Romans 13:10 - Sermon Bible Commentary

Bible Comments

Romans 13:10

I. The law being an expression of the mind and will of God, we have only to study the character of God more closely to interpret more correctly the spirit and intention of the law. The character of God is known to us by His works, His providences, His revelations of Himself by prophets and saints, to whom He has made Himself known. Now, the confluence of all these streams of knowledge, derived from what He has said and done, issues in the revelation of a God of love. To begin with, the act of creation is a work of Almighty love. So it has been said with reason that if a man should realise his existence as a creature, he would be urged by his own consciousness to live a perfect life of love. But to come nearer than creation, to come to our personal contact with God, what is it that we find? The life we now enjoy rises in an ascending scale from peace and friendship and fellowship in work with God, to hope and promises beyond, from a seedtime of manifold experiences here to a harvest of immortality hereafter.
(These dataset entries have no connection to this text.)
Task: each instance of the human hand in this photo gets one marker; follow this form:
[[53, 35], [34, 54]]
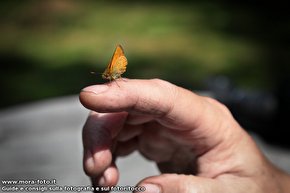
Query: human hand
[[194, 139]]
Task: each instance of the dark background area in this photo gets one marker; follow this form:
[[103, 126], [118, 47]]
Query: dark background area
[[49, 48]]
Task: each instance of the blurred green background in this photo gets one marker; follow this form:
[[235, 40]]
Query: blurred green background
[[49, 48]]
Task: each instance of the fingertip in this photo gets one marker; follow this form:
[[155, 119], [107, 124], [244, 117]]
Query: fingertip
[[96, 163]]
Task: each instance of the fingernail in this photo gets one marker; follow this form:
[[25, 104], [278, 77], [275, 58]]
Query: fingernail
[[151, 188], [96, 89], [89, 161], [102, 181]]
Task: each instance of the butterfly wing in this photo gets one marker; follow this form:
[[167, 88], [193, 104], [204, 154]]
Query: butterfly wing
[[117, 65]]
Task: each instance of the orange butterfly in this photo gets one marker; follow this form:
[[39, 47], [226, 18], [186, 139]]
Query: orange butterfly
[[117, 65]]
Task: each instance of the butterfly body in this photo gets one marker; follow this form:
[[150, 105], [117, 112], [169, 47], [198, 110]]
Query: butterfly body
[[117, 65]]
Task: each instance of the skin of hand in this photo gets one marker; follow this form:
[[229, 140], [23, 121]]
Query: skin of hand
[[195, 141]]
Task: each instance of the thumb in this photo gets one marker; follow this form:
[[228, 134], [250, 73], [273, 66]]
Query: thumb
[[175, 183]]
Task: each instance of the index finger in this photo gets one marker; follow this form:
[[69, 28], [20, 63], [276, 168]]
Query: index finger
[[204, 120]]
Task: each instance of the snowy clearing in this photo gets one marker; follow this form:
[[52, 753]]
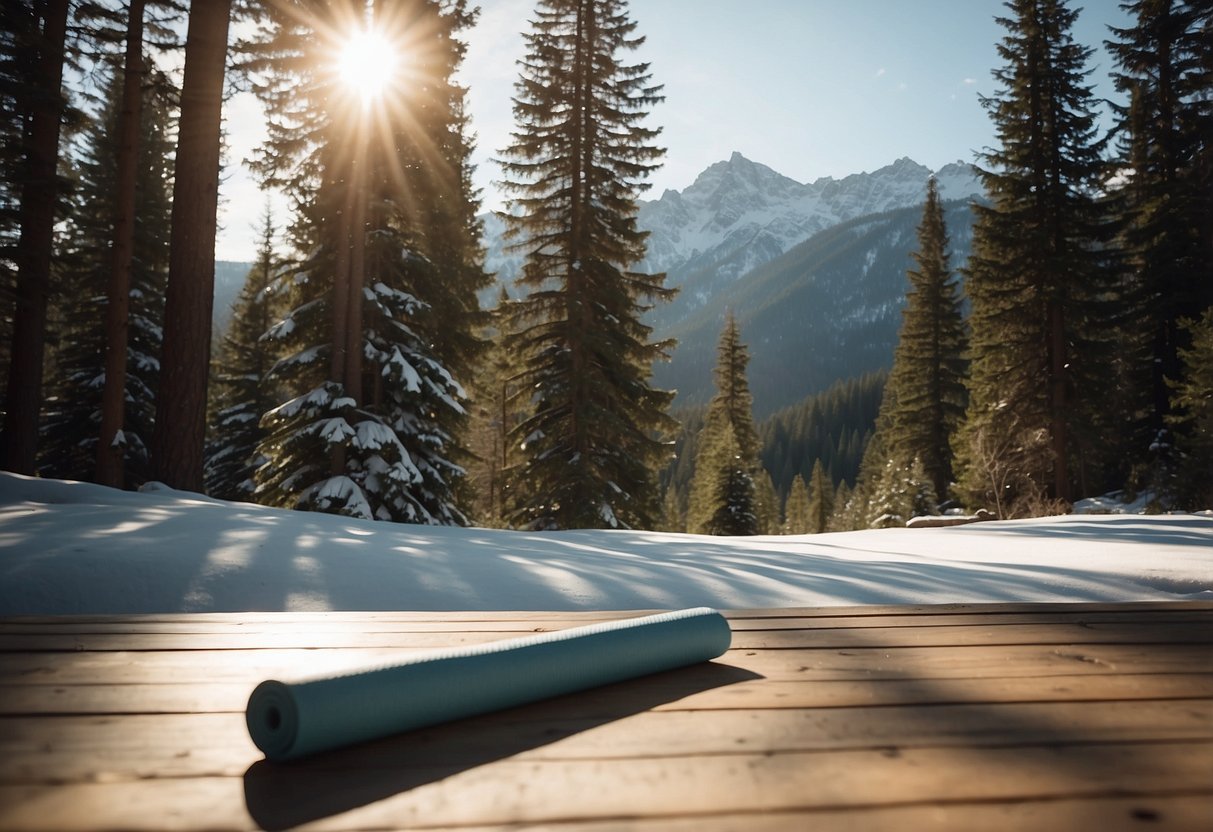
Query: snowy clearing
[[80, 548]]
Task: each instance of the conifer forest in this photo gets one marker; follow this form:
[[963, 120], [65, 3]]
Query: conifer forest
[[374, 366]]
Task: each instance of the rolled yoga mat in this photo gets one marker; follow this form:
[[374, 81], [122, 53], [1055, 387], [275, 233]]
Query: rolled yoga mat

II. Consider some of the features of love. (1) In its aspect towards God, love has this note of encouragement, namely, that every movement of your love towards Him, though it be shortlived, intermittent and frail under temptation, is yet a witness to a certain congeniality and conformity of your nature to the nature of God. (2) Again, love is a motive which leads to imitation; you desire to grow like the one you love. (3) It is love that gives unity of design to the whole mechanism of the Catholic Church its creeds, its sacraments, its ritual, its seasons, its festivals, its fasts, its penitences, and its joys. Just as the master-mind and the genius of one architect give order and harmony to the almost infinite details and creations of a Gothic church, so does love give system and symphony to the infinite varieties of the Christian life.

C. W. Furse, Christian World Pulpit,vol. xxv., p. 129.

Reference: Romans 13:10. Clergyman's Magazine,vol. i., p. 28.

Romans 13:10

10 Love worketh no ill to his neighbour: therefore love is the fulfilling of the law.